Nelson Encarnación
La República de Haití se ha debatido siempre en medio de crisis en todos los sentidos, esencialmente económica y social, dada la incapacidad de sus dirigentes para adoptar políticas que le permitan desenvolverse dentro de la normalidad relativa de otras naciones de un estadio igual o parecido.
En el contexto de crisis se seguridad que vive actualmente Haití se hace necesario enfocar el origen de esta última etapa de la tragedia en un hecho que pocos refieren o casi nadie recuerda, a pesar de ser relativamente reciente.
Nos referimos a la supresión del Ejército, el cual, junto con la Iglesia católica, se erigía como la única institución sólida que tenía este país, y que era un garante de la seguridad, sin importar que de por medio estuvieran el contrabando y otras acciones al margen de la ley.
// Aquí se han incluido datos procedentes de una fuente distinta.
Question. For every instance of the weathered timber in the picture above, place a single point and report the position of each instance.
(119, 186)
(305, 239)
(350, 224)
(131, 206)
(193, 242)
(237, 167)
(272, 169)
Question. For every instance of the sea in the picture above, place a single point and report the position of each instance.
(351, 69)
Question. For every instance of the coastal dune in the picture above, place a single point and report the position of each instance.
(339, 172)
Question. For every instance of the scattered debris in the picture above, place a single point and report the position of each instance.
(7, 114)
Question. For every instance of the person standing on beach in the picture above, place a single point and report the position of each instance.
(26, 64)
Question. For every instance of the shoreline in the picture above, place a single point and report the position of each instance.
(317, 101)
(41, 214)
La institución castrense fue abolida en la década de 1990 como parte de un razonamiento poco sólido, como fue terminar con los golpes de Estado que nacían de conspiraciones sucesivas encabezadas por generales del Ejército.
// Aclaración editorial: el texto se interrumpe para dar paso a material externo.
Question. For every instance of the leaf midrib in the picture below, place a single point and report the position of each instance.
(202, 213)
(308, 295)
Esta “solución” fue ideada en Washington y aplicada sin más análisis que una conclusión emocional que se asemeja a buscar la fiebre en la sábana.
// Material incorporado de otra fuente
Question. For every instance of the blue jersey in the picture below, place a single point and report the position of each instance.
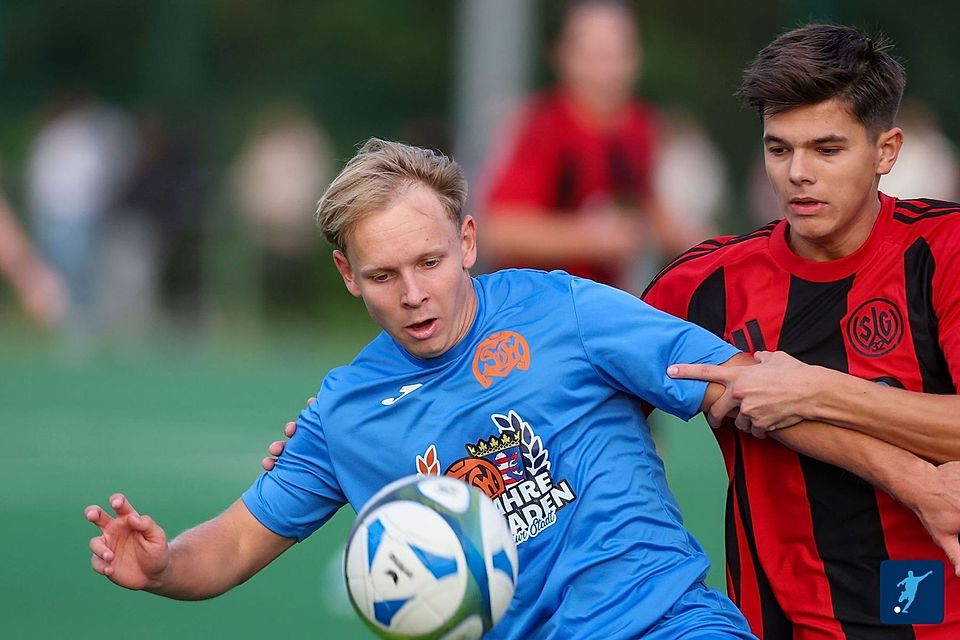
(540, 406)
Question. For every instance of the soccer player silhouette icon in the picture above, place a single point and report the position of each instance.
(909, 592)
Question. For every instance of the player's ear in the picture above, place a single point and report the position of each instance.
(468, 242)
(343, 266)
(888, 148)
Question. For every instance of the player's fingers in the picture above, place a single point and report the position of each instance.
(121, 506)
(99, 565)
(951, 546)
(758, 433)
(743, 422)
(708, 372)
(140, 523)
(97, 516)
(100, 549)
En este caso concreto, terminaron con la fiebre, pero al mismo tiempo mataron al paciente que la padecía.
Es decir, se terminaron los golpes de Estado dirigidos por generales, pero concomitantemente se deterioró la seguridad hasta escalar a los niveles insalvables a que ha llegado, y cuya reposición no se puede lograr si no es bajo un inmenso baño de sangre.
Los ideólogos de la abolición del Ejército haitiano están todos tranquilos en sus casas o fallecieron en la paz del Señor, mientras miles de haitianos sufren las consecuencias de la falta de una institución que les garantice la seguridad—posiblemente precaria—pero la única que conocían luego de la férrea doctrina de “ley y orden” que aplicaba la dictadura de los Duvalier, como todas las tiranías.
El caso es que, por el camino que sigue Haití, no parece probable que ninguno de los ensayos aplicados allí pueda hacer viable una solución duradera, ni siquiera con una intervención militar que, dicho como recordatorio oportuno, no ha resuelto los problemas de ningún territorio que haya sido ocupado. Esta tragedia haitiana parece pautada para ser eterna.